Prairie/Nina scarcely gets to absorb all this new information before she’s whisked away to a Treasure Island psych ward for her “irrational” behavior, and here, it seems, is where we will be spending much of our time. Speaking of Hap … he’s back, folks. Jason Isaacs’s unsettling, diabolical villain (a necessary jolt to the first season’s senses) is, for now, the only person besides Prairie who seems to know what the two of them are doing here. From the looks of things, Hap has simply used the mental hospital to reconstitute his basement torture chamber from their old dimension: OA’s old cellmates are briefly glimpsed in the other rooms, and her star-crossed soulmate Homer (Emory Cohen) is now a medical resident training under Hap.

So we see how these two dimensions can converge, at least narratively.

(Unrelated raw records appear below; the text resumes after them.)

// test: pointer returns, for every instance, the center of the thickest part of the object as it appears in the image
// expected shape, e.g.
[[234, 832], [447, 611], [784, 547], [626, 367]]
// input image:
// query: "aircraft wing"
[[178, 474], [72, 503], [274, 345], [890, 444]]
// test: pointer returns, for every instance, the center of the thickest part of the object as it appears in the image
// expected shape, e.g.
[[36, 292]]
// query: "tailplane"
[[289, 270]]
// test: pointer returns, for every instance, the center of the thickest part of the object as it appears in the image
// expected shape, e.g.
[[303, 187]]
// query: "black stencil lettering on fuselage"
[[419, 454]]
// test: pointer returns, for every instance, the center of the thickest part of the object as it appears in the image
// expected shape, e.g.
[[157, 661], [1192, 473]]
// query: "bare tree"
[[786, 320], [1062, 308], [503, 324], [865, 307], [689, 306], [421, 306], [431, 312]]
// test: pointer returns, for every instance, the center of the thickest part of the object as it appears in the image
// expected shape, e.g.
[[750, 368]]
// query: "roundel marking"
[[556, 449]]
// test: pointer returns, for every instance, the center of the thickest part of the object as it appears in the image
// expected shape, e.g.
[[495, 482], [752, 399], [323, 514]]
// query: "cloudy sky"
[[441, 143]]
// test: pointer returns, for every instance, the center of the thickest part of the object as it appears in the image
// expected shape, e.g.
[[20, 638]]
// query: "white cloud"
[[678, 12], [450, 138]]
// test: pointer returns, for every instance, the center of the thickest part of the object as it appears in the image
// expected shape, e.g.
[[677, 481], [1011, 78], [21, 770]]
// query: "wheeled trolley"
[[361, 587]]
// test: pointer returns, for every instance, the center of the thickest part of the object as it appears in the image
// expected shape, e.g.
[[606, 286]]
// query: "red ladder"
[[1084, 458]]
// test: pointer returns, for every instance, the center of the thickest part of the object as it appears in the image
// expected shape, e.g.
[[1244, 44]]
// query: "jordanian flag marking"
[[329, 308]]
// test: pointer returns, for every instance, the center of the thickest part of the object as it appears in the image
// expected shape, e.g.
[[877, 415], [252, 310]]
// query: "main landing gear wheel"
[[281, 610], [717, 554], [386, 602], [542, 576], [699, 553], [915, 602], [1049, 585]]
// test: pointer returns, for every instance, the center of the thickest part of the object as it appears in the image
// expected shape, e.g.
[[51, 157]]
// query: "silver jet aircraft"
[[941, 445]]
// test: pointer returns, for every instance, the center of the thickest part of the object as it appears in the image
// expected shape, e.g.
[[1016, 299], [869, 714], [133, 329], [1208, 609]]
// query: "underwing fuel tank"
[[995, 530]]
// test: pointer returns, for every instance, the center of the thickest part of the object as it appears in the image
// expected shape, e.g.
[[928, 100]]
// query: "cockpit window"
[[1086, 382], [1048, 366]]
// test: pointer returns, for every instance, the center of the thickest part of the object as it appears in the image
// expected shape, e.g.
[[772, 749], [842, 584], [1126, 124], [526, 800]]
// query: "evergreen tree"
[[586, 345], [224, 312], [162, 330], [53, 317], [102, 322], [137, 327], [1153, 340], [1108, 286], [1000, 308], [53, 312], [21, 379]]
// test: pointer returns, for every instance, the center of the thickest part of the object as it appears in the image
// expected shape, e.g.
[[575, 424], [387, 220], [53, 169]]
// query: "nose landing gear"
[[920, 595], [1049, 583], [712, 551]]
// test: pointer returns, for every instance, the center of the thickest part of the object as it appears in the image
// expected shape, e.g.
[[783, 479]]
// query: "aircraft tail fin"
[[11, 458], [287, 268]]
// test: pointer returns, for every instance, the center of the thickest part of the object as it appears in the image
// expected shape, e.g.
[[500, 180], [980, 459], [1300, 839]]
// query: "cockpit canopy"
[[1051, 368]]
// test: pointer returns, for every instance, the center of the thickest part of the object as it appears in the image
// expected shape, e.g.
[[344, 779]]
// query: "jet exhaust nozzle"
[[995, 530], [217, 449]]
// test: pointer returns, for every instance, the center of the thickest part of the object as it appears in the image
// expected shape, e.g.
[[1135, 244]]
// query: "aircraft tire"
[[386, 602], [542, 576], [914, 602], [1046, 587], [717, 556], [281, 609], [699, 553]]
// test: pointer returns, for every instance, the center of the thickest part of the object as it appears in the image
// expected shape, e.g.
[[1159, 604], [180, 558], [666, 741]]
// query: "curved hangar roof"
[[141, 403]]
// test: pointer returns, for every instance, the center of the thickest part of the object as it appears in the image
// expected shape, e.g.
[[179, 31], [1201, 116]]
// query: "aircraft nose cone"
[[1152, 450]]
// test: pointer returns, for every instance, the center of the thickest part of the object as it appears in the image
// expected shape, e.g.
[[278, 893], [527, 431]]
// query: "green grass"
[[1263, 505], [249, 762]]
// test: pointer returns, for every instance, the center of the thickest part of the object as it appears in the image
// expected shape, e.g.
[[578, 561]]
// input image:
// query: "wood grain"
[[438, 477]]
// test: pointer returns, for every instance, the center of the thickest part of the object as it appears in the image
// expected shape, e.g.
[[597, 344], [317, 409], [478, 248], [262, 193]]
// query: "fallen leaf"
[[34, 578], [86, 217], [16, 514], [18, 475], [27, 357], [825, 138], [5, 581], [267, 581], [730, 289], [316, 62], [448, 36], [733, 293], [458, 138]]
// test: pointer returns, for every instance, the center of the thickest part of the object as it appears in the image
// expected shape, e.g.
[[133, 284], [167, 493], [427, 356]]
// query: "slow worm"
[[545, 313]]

And we now have confirmation that the narrative Prairie spun about her own captivity last season was “true,” in whatever sense that word applies here. Yet I maintain that The OA becomes less interesting the further it tries to commit itself to hard sci-fi rules. This show is better as a mood piece of spiritual unrest, an extended riff on what it feels like to be completely disassociated from your own reality. It compels us not because of all the plot-teasing, but because Prairie is a modern avatar for our collective sense of un-belonging. She lives in a world where nothing seems to be going right, and she’s constantly searching for impossible ways to go back home. We don’t need to know exactly how she gets there. We just want to be there when she tries.

Stray Thoughts

• It’s becoming an OA trademark to delay the season opening credits for an absurd amount of time (in this case, 30 minutes into the episode). I’d like to believe this is a screw-you to the Netflix “Skip Credits” button.

• Marling spent most of the last season playing her character as a glass-eyed, all-seeing prophet. She does that mode well, but it’s an interesting change of pace to see her in genuine discomfort and fear this time around.

• Also helping Marling and Batmanglij? Their decision to root the action in a more explicit setting. This is the most evocative use of the Bay Area I’ve seen onscreen in a while: the episode captures the region’s absurd wealth gap, the old-money real estate, the oddities of Oakland, the mystery of Treasure Island. It’s unbelievable enough even without the alternate dimension.